Image: Justin Cannabis / Shutterstock.com
As cannabis legalization continues an inexorable march across the United States and more jurisdictions embrace adult use, a multi-billion-dollar question repeatedly surfaces: How do we curtail the black market? In an industry where the average nationwide price of licensed products is two to three times higher than illicit replicas, an alarming number of consumers roll the dice with unregulated goods, using knockoffs and fakes that are untested and often unsafe.
California may exhibit the most egregious example of the problem. When voters approved recreational use in November 2016, it was a watershed moment—one that would have ramifications well beyond the industry’s bounds. Three years later, the results aren’t pretty.
Proponents of legalization in the Golden State projected an excise tax windfall of $1 billion a year, but revenue fell far short in 2019 at a paltry $288 million. For 2020, the state projects a modest $359 million.
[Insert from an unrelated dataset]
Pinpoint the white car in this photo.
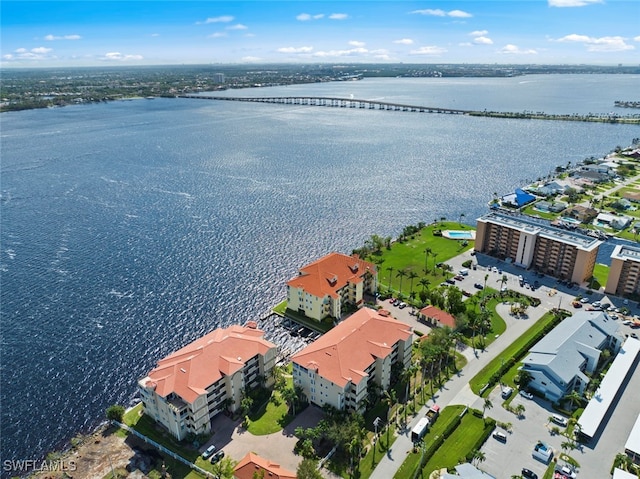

While some of the shortfall can be attributed to the limited number of retail licenses and the high cost of heavily taxed products, the elephant in the room is the black market and the growing presence of forged products.
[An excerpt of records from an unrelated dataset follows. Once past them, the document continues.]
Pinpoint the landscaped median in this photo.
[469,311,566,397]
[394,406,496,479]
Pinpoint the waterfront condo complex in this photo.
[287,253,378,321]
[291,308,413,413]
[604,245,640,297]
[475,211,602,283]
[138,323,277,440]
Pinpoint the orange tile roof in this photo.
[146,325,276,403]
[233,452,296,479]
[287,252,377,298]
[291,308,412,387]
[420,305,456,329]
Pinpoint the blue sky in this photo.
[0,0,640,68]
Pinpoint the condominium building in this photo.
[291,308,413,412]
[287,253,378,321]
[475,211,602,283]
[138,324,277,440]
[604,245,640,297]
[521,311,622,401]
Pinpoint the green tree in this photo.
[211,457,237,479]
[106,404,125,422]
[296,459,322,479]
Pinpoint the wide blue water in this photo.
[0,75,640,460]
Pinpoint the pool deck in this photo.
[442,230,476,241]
The companies most frequently targeted by counterfeiters are extract-segment leaders that have created national buzz on social media platforms. For these companies, counterfeiters represent a real threat to the integrity of their brands and their very survival in hyper-competitive markets. For the groups manufacturing counterfeit products and profiting from the slick packaging and branding of legitimate products, things have never been better.
A one-stop distro shop
Strip malls and generic office suites are commonplace in U.S. suburbs. Hundreds of them exist in California’s East Bay area, scattered in cities from Oakland to Livermore. Some have bogus signage; others simply have tinted windows and nondescript façades. Neighboring businesses might be surprised to learn cannabis companies have been using these office suites for years to blend into the suburban landscape, and they use the spaces for everything from packaging products to storing cash in vaults. Such locations also are popular with black market and counterfeit product makers.
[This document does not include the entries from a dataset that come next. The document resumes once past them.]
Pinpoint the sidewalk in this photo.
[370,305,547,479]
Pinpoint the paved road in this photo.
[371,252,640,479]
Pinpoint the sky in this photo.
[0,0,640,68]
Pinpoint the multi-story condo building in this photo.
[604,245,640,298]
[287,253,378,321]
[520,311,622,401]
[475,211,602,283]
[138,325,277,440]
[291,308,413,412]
As we walked into one clandestine facility recently, the owner—who wishes to remain anonymous—was quick to point out the wide variety of cannabis vape cartridges stockpiled in the front room—thousands of them, stacked floor to ceiling, in knockoff packages that looked identical to those used by the legitimate brands. In the hallway, shelves brimmed with edibles and an array of tinctures. CBD products sat alongside those containing THC. The inventory rivaled some of the smaller dispensaries in the Bay area, and the owner said many of his regular customers are unlicensed delivery services that operate in cities all across the region.